At the CUNY HPC Center SAMTOOLS is installed on ANDY. SAMTOOLS is a collection of utilities for extracting, reformatting, and displaying nucleotide sequences. The primary tool is called 'samtools' and offers a large number of command-line options. For smaller tasks, SAMTOOLS can be run interactively, but should be run in SLURM batch mode when larger, longer tasks are anticipated. NOTE: that display tasks cannot be run in pure SLURM batch mode because the output is displayed. Larger display tasks should be run in SLURM interactive mode as described in the SLURM section elsewhere in this document.
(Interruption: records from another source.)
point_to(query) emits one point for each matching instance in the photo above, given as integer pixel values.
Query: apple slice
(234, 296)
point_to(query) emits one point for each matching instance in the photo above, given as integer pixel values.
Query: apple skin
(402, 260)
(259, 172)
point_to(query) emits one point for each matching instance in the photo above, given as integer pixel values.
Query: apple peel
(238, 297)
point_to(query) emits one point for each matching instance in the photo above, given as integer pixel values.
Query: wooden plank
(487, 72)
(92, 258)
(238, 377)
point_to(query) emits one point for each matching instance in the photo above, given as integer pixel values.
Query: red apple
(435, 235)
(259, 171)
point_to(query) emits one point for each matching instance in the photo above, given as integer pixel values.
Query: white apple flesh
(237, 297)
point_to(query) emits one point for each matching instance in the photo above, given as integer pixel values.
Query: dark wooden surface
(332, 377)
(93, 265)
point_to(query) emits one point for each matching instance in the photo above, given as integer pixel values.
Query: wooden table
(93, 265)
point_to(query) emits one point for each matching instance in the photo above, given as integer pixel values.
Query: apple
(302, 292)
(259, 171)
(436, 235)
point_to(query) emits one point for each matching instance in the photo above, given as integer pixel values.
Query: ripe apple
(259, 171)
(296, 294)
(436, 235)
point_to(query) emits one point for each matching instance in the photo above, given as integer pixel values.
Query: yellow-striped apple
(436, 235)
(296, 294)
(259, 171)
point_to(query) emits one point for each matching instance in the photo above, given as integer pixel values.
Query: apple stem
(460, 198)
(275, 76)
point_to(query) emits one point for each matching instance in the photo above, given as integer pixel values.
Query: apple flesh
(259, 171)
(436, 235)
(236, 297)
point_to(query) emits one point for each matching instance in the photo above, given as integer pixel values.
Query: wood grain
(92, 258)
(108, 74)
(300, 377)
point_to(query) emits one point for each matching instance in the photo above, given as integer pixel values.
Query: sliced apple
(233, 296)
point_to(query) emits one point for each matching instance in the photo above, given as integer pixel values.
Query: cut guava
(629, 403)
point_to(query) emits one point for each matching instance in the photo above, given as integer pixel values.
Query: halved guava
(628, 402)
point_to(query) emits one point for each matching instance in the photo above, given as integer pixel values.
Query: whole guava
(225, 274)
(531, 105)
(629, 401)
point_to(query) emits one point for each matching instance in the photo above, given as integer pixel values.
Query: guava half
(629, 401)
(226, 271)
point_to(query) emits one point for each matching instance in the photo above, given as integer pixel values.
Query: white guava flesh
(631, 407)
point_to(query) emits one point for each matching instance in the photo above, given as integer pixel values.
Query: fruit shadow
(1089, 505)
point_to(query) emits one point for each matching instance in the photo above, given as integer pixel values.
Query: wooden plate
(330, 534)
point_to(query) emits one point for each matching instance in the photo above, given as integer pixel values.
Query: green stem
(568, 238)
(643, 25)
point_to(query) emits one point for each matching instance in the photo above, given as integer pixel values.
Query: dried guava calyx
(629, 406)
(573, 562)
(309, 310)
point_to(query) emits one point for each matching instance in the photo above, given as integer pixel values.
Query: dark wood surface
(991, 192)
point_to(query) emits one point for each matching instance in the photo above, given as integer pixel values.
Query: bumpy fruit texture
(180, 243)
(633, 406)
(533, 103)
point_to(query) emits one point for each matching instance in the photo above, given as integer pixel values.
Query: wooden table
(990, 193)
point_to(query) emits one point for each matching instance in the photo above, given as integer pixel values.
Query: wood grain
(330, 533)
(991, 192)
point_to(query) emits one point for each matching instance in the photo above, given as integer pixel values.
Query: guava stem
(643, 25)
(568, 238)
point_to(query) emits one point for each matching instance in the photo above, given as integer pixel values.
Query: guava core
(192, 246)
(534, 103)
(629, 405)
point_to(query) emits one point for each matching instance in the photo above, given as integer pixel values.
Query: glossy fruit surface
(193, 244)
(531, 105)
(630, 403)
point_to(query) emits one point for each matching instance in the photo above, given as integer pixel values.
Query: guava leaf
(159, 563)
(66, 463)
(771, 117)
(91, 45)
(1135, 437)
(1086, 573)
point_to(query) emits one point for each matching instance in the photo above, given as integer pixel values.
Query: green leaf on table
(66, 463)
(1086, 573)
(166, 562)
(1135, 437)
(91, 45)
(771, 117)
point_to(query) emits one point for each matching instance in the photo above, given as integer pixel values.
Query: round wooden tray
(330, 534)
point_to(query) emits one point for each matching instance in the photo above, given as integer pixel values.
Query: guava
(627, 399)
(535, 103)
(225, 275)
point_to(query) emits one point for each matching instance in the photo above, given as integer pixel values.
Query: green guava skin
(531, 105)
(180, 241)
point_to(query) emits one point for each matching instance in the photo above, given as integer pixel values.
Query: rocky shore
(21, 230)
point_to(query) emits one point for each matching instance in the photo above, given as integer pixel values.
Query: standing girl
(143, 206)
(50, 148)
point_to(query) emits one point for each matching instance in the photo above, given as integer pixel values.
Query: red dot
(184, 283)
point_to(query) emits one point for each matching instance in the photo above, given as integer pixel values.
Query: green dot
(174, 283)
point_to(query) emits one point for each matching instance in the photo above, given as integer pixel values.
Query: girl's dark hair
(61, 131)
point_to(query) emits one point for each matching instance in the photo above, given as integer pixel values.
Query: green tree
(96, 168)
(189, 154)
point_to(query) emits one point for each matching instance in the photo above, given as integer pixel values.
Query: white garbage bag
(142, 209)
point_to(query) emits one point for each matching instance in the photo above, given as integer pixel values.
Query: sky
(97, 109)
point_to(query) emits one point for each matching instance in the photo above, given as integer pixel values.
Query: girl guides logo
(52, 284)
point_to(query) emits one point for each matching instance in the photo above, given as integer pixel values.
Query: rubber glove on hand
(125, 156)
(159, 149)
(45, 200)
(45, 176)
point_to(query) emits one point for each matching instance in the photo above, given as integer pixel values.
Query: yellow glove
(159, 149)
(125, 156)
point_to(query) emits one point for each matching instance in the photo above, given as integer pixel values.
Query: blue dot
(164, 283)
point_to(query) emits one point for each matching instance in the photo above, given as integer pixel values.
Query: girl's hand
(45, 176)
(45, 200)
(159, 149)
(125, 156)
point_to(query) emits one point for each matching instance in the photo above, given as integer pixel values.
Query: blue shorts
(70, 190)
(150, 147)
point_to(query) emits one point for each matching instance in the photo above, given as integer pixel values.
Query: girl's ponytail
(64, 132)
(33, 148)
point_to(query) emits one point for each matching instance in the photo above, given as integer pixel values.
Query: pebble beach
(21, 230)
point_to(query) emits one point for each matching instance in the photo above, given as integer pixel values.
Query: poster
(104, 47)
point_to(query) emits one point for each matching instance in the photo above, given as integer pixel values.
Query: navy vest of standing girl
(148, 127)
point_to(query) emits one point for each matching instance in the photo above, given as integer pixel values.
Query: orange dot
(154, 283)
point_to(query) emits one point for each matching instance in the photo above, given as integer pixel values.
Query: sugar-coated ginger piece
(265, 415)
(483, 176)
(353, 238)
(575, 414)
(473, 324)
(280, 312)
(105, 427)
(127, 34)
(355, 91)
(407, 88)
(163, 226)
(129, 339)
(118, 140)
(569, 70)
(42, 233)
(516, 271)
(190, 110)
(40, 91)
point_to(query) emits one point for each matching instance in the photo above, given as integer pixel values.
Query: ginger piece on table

Below is an example SLURM script that will convert the 'toy.sam' file provided with the distribution from SAM to BAM format. This and all the example files can be copied from the local installation directory to your current location as follows:

cp /share/apps/samtools/default/examples/* .

To include all required environmental variables and the path to the SAMTOOLS executables run the modules load command (the modules utility is discussed in detail above):

module load samtools

Running 'samtools' from the interactive prompt without any options will provide a brief description of the form of the command-line argument and options. Here is SLURM batch script that does a short format conversion in batch mode:

#!/bin/bash
#SLURM -q production
#SLURM -N SAMTLS_serial
#SLURM -l select=1:ncpus=1:mem=2880mb
#SLURM -l place=free
#SLURM -V

# Find out name of master execution host (compute node)
echo -n ">>>> SLURM Master compute node is: "
hostname

# You must explicitly change to the working directory in SLURM
cd $SLURM_O_WORKDIR

# Point to the execution directory to run
echo ">>>> Begin SAMTLS Serial Run ..."
samtools view -bS toy.sam > toy.bam 2 > toy.err
echo ">>>> End   SAMTLS Serial Run ..."

This script can be dropped in to a file (say samtools_ser.job) and started with the command:

qsub samtools_ser.job

Running this conversion test case should take less than 1 minutes and will produce SLURM output and error files beginning with the job name 'SAMTLS_serial'. The primary SAMTOOLS application results will be written into the user-specified file at the end of the TOPHAT command line after the greater-than sign. Here it is named 'toy.bam' The expression '2 > toy.err' at the end of the command-line directs Unix standard error to the file 'toy.err'. Users should always explicitly specify the name of the application's output files to ensure that they are written directly into the user's working directory which has much more disk space than the SLURM spool directory on /var.

Details on the meaning of the SLURM script are covered below in the SLURM section. The most important lines are the '#SLURM -l select=1:ncpus=1:mem=2880mb' and the '#SLURM -l pack=free' lines. The first instructs SLURM to select 1 resource 'chunk' with 1 processor (core) and 2,880 MBs of memory in it for the job. The second instructs SLURM to place this job on the least buy node where the requested resources can be found (freely). The master compute node that SLURM finally selects to run your job will be printed in the SLURM output file by the 'hostname' command.